KDevelop currently has no support for unit testing. However, both KDevelop and KDevPlatform have loads of them, so a good system for running tests and reporting their results would find a good use. So I introduced some new interfaces for unit tests, including finding and running them. A toolview was adapted from the old and unmaintained Veritas library, however I took steps to better separate the interfaces and their implementations. Currently supported are tests declared with CMake and those using the PHPUnit framework.

A toolview for listing unit test suites and their test cases

Apart from simply listing tests, the relevant declarations are also extracted and a “show source” action is available. Support for running unit tests and reporting results is also functional, however I have trouble deciding which icons to use. There is a difference between a failed test case and an error, and also between an individual testcase and suite results. As a short-term solution I implemented a mess of different icons.

The toolview showing results of a test run

Finding tests declared in CMake files works reliable, whether they use add_test() directly or some wrapper macro (like kde4_add_test()). Unfortunately, this is not true for php tests cases. The problem with PHPUnit is that a test case must inherit from a certain class, but  doesn’t have to include any special file, so the parser find the right declaration by itself. I managed to fix it by modifying the parser, so that most test cases are found, but unfortunately still not all.

Additionally, when running the test cases, their output is displayed in a separate toolview. For test cases using QtTest or PHPUnit, the output is highlighted appropriately (green for success, red for failure). For Qt-based tests, clicking a line in the output also takes you to the declaration in the code.

An output from a test using the QtTest framework

If you wish to test this, the code is in the “unittest” branches of kdevplatform, kdevelop and kdev-php. Any input is appreciated, especially regarding the presentation to the user.

Code checking

Another valuable resource for KDE developers is the Krazy code checker. Seeing how easy it is to create KDevelop plugins, I wrote another one to run Krazy and report back the results. Any issues found are inserted into the declaration-use chain, so they are visible in the Problems toolview, as well as in the code itself.

An issue found by Krazy displayed in the Problems view and in the code

The code is still in my personal scratch repository at http://quickgit.kde.org/index.php?p=scratch%2Fmihac%2Fkdev-krazy.git&a=summary

When all else fails

I also implemented a different kind of code checking: by humiliation. If you stumple upon a horrible piece of code, either written by you or inherited, you can earn a feeling of superiority by sending it over to The Daily WTF.

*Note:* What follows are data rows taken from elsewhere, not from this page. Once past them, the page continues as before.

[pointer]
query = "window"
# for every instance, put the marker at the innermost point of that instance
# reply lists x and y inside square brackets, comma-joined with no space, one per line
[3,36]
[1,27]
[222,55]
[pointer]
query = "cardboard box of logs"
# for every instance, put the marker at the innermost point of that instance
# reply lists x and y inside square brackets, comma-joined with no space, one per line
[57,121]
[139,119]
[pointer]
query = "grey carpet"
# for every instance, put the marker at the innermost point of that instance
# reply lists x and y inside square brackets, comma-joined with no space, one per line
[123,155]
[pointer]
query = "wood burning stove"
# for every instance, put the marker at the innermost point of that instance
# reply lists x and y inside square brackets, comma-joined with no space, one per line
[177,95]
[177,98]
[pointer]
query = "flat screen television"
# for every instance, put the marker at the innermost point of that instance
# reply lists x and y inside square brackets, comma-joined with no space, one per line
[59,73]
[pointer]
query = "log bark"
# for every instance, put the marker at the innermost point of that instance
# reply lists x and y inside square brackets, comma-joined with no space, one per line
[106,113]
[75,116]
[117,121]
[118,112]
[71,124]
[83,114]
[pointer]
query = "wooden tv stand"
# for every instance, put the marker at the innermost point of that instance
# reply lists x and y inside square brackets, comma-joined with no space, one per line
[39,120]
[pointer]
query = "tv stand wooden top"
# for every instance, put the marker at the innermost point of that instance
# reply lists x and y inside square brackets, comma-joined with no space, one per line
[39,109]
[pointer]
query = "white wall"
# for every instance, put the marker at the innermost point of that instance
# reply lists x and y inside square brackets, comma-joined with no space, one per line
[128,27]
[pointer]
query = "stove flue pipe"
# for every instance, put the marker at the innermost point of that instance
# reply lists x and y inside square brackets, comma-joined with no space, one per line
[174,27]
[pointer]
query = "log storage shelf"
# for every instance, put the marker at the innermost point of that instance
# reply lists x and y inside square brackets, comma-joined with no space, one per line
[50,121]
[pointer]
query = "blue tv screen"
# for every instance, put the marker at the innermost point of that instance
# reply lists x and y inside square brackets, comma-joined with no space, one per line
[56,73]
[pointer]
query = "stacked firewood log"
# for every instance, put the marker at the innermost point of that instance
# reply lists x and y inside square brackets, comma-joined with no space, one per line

A context menu entry for submitting an offending code snippet to The Daily WTF

I haven’t yet submitted any code with it, but I tested the plugin with Alex, the site’s maintainer, and he says it works. So watch out, if you write bad code, even if you fool all the unit tests and code checking tools, someone can still expose you.

KDevelop vs VisualStudio for Qt/C++

Since I’m writing a multiplayer card game system in Qt, I’d like to make sure for it to be as cross-platform as possible. That’s why I signed up for MSDN Academic Alliance via the university, which gave me free access to Windows and Visual Studio.

This gives me an opportunity to compare VS against my current favourite, KDevelop. It is fitting that both projects are currently in a beta stage and both future releases promise great improvements. I’ll try to be objective, but my only experience is with a CMake-Qt C++ project, which certainly isn’t VS’s focus

In ease of installation, KDevelop wins hands down. Even not using the linux standard {one-line|three-click} package install, compiling KDevelop from source takes less time and effort than downloading and installing VS.